Renzi, the 39-year-old mayor of Florence, met for more than an hour with President Giorgio Napolitano. Afterward he said he would go to work immediately on forging a new coalition, with talks with potential partners formally beginning on Tuesday.
Renzi said he would need a "few days" before seeing whether he can succeed.
But he told reporters by the end of the month he would propose new legislation to reform Italy's electoral law to make the country more governable. By March, he promised new measures to create jobs in a country where 40 per cent of young people are without work. April and May would bring other reforms, he vowed.
"I will put all the courage, energy, and enthusiasm I can muster to deal with the most important emergency: that of the labour market," he said after the meeting.
Renzi had orchestrated a mutiny within the Democratic Party to oust Enrico Letta as premier last week, accusing him of failing to jumpstart Italy's economy, even though Italy reported its first positive GDP in nearly three years that same week.

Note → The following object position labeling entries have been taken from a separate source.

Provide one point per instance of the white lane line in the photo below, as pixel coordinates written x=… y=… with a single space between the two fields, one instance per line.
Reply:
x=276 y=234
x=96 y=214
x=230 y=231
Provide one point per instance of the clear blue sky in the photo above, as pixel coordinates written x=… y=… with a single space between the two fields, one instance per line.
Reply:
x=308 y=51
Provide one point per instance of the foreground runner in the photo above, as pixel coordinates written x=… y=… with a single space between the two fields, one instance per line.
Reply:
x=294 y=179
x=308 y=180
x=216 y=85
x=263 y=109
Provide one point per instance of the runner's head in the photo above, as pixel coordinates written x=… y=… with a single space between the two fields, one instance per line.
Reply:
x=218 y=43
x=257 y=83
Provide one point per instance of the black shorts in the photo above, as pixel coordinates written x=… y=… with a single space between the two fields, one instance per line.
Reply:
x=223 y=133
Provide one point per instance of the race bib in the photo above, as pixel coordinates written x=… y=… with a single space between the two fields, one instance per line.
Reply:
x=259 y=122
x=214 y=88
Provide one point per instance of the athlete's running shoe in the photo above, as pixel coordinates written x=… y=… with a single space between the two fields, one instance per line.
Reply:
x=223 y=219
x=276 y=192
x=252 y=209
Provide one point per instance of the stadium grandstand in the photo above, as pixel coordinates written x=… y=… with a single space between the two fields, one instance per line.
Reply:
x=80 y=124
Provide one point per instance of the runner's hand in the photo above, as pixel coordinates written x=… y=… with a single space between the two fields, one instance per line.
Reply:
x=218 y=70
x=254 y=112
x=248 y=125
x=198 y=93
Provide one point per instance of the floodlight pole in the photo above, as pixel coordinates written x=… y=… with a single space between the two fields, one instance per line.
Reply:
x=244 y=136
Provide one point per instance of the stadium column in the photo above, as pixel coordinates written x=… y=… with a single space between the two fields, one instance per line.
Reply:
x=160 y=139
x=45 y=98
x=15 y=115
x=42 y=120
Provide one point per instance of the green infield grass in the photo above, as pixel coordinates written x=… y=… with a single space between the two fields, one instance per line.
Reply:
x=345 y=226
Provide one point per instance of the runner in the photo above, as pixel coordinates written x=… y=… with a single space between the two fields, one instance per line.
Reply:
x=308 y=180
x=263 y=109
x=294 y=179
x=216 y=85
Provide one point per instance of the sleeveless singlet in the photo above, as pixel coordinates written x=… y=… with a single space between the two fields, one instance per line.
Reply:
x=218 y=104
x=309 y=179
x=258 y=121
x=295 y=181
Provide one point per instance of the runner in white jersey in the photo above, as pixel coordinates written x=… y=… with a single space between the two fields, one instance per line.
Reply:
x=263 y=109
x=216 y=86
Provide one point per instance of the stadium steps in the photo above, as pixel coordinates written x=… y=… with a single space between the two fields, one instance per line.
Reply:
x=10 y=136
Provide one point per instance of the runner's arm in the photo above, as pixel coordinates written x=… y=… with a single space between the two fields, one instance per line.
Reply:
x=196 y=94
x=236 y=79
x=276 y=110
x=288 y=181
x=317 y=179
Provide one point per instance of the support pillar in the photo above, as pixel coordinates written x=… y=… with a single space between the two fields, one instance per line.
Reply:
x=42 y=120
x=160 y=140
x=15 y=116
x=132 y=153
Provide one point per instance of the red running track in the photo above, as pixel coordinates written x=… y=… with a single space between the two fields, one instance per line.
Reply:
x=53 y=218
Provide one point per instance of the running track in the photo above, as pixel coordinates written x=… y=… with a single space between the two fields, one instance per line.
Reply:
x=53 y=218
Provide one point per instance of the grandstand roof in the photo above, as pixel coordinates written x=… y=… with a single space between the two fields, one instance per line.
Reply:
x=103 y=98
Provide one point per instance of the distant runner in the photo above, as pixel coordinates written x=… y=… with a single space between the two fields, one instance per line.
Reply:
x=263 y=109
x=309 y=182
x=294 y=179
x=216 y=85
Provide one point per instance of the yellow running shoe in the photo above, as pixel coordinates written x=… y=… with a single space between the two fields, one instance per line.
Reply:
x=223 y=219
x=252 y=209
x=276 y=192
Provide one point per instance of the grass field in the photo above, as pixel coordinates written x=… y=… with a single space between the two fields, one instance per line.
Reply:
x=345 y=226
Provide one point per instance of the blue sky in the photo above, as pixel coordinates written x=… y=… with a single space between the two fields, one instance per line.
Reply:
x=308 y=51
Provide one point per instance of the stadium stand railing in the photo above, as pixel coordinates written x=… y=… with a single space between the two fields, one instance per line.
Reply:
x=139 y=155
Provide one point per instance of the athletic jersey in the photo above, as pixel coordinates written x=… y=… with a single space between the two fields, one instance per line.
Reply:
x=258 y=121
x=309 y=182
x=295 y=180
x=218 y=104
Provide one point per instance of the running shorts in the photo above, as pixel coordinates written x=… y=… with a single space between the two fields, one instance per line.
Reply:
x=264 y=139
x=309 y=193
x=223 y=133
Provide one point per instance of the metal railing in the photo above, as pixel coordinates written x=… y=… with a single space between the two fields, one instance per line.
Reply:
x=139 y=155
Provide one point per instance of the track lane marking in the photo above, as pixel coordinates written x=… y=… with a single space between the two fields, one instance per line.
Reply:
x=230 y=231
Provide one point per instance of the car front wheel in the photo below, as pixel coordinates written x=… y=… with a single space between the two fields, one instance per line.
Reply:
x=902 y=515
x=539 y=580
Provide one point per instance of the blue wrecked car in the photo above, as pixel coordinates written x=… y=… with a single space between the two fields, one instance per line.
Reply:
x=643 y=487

Renzi's first challenge is to form a coalition government that can win confidence votes in both houses of Parliament. That's no easy task, given that his aggressive power-grab has alienated even some within his own Democratic Party.
Outside the Quirinale palace on Monday, the small centre-right Italy Brothers party staged a protest shouting "Elections! Elections!" The party's leaders were incensed that Renzi was likely to become Italy's next premier without having ever run in a national election.
He would be the third straight premier to get the job that way.
More importantly, the New Center Right party of Angelino Alfano, who had served as Letta's deputy premier, is holding off on giving Renzi his support until he sees the premier designate's plan of action.
Silvio Berlusconi's much larger Forza Italia party has said it would remain in opposition, while the anti-establishment 5 Star Movement has boycotted the transition process altogether.